How can I prove that the variance of gradient for the batch gradient descent is reduced by a factor of $B$ compared to stochastic gradient descent?
Any links to papers would be helpful too.
Best Answer
By induction, you can show that for $i=1$, it is trivial.

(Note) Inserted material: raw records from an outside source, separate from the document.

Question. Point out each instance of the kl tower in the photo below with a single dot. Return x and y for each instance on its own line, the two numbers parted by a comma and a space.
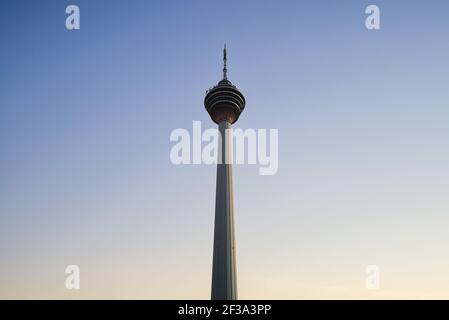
224, 103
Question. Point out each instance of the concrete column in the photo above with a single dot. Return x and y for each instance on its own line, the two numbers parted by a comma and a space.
224, 277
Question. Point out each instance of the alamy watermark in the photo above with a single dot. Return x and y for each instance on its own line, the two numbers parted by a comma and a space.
204, 147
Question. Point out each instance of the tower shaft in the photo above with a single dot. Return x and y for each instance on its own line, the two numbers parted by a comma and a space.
224, 278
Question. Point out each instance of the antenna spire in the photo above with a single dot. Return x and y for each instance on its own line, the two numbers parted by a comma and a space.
225, 69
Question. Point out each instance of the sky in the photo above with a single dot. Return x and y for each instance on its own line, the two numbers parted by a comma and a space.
85, 171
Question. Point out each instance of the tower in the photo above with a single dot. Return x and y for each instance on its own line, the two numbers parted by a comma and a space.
224, 103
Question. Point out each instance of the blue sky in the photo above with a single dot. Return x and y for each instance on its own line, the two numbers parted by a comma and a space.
85, 120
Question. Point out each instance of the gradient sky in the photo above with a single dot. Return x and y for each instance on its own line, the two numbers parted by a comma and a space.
85, 174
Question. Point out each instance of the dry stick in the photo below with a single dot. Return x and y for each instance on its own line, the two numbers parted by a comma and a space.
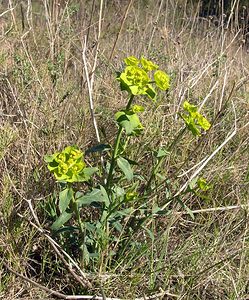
121, 27
154, 28
83, 279
5, 12
214, 209
91, 105
52, 292
81, 297
97, 45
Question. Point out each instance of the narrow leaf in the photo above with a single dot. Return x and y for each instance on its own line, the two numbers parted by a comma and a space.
125, 168
63, 218
65, 197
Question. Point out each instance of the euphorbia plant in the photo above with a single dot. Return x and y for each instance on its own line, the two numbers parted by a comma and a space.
117, 193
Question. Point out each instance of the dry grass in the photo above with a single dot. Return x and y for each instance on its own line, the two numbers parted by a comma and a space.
44, 106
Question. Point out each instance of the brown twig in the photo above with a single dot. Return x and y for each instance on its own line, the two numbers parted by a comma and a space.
121, 27
61, 253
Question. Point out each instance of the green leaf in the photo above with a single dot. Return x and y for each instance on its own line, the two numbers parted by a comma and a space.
151, 92
98, 148
95, 196
162, 152
148, 65
188, 210
131, 61
88, 172
125, 167
63, 218
162, 80
130, 122
137, 108
65, 197
203, 122
86, 254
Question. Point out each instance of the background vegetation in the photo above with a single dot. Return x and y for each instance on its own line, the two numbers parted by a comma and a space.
44, 107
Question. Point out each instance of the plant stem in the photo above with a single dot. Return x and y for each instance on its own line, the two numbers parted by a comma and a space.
160, 160
81, 227
116, 148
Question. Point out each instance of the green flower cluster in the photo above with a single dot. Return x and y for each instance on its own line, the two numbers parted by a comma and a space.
68, 165
136, 80
194, 120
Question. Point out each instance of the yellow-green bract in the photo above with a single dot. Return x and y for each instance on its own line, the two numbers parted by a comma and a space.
69, 166
194, 120
136, 80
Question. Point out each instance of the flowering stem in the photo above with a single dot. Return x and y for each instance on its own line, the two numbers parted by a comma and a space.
116, 147
81, 228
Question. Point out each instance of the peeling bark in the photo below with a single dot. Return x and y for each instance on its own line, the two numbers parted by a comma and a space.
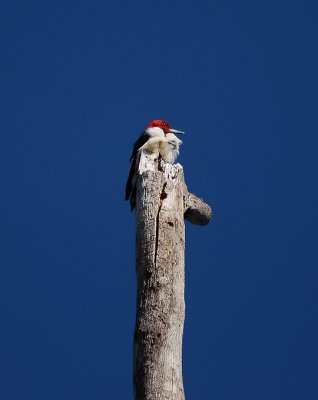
162, 204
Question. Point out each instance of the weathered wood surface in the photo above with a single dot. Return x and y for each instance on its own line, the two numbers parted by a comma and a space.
162, 204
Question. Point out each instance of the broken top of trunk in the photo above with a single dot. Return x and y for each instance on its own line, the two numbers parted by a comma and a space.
163, 201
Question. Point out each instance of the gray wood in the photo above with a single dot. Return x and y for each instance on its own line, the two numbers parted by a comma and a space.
162, 204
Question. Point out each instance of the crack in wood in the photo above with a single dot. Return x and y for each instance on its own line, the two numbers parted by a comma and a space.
163, 196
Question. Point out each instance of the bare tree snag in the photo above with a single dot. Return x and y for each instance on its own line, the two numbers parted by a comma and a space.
162, 204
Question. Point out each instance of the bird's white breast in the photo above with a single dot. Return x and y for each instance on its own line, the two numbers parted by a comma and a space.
169, 148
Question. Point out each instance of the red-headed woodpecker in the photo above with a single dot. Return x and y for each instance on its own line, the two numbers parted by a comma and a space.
158, 137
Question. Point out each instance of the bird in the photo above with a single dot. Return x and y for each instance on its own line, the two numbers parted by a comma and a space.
158, 137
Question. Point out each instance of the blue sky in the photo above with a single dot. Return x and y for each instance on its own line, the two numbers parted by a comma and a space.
79, 82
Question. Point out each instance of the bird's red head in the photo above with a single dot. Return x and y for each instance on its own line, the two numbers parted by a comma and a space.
160, 124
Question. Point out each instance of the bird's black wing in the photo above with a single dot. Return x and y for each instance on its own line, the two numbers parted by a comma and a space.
143, 138
134, 161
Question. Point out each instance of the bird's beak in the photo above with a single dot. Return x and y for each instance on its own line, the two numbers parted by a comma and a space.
175, 132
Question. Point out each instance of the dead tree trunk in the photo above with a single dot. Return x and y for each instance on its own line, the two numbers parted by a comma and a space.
163, 202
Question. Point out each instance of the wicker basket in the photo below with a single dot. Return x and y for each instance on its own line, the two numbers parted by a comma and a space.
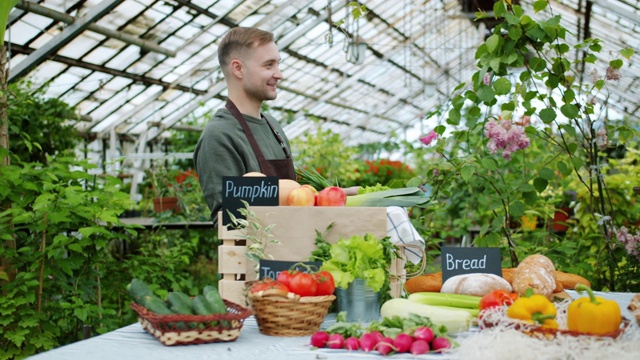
178, 329
286, 314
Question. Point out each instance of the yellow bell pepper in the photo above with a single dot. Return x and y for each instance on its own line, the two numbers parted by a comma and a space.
534, 309
593, 314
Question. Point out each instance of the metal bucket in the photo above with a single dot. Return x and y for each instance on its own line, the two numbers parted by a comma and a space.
360, 302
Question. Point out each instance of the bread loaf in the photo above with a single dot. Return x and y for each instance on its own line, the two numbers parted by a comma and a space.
536, 272
474, 284
427, 282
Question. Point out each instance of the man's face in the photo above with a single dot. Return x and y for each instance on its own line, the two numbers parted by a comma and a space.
262, 72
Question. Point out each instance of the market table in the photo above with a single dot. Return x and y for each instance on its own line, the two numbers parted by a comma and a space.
132, 342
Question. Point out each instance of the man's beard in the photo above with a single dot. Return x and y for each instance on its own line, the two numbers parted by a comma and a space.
261, 94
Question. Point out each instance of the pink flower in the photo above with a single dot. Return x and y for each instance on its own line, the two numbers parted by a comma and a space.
487, 79
631, 242
613, 74
506, 137
427, 139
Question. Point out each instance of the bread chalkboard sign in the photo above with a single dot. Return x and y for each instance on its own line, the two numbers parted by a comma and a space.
466, 260
271, 268
256, 191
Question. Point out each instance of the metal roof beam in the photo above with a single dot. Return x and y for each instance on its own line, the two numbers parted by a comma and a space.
68, 34
68, 19
19, 49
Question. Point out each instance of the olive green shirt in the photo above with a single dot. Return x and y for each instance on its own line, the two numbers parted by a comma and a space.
224, 150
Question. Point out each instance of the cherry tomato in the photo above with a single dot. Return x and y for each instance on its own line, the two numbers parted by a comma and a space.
326, 284
497, 298
303, 284
266, 284
286, 276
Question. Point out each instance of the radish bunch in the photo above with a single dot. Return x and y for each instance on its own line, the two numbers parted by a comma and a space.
420, 341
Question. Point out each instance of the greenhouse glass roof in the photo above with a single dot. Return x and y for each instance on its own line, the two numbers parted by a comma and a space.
134, 68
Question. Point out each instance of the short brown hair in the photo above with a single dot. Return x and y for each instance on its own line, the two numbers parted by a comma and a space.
239, 39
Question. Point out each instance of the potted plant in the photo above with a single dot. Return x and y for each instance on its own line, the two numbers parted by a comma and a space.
360, 268
166, 190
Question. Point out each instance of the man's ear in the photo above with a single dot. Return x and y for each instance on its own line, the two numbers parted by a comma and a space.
237, 68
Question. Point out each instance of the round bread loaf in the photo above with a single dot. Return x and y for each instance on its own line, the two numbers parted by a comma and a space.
427, 282
535, 272
475, 284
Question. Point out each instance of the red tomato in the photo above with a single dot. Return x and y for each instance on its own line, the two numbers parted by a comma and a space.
266, 284
286, 276
497, 298
303, 284
326, 285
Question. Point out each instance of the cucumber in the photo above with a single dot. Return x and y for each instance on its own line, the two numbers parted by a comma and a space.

For any $t \leq m - 1$, assume that $E((\frac{\sum_{i=1}^tX_i}{t}-E(X))^2)=\frac{E(X^2) - E(X)^2}{t}$, when $t = m$, one has
$$ E((\frac{\sum_{i=1}^mX_i}{m}-E(X))^2) = E((\frac{\sum_{i=1}^{m-1}X_i-(m-1)E(X) + (X_m - E(X))}{m})^2) = \frac{1}{m^2}(E((\sum_{i=1}^{m-1}X_i-(m-1)E(X))^2) + E((X_m-E(X))^2) + E(2(\sum_{i=1}^{m-1}X_i-(m-1)E(X))(X_m - E(X)))) = \frac{1}{m^2}((m-1)E(X^2) - (m-1)E(X)^2 + E(X^2)-E(X)^2) = \frac{E(X^2) - E(X)^2}{m} $$
The third equality used fact that $X_1, \ldots, X_m$ are drawn independently. You may replace $m$ with $B$ in your formula.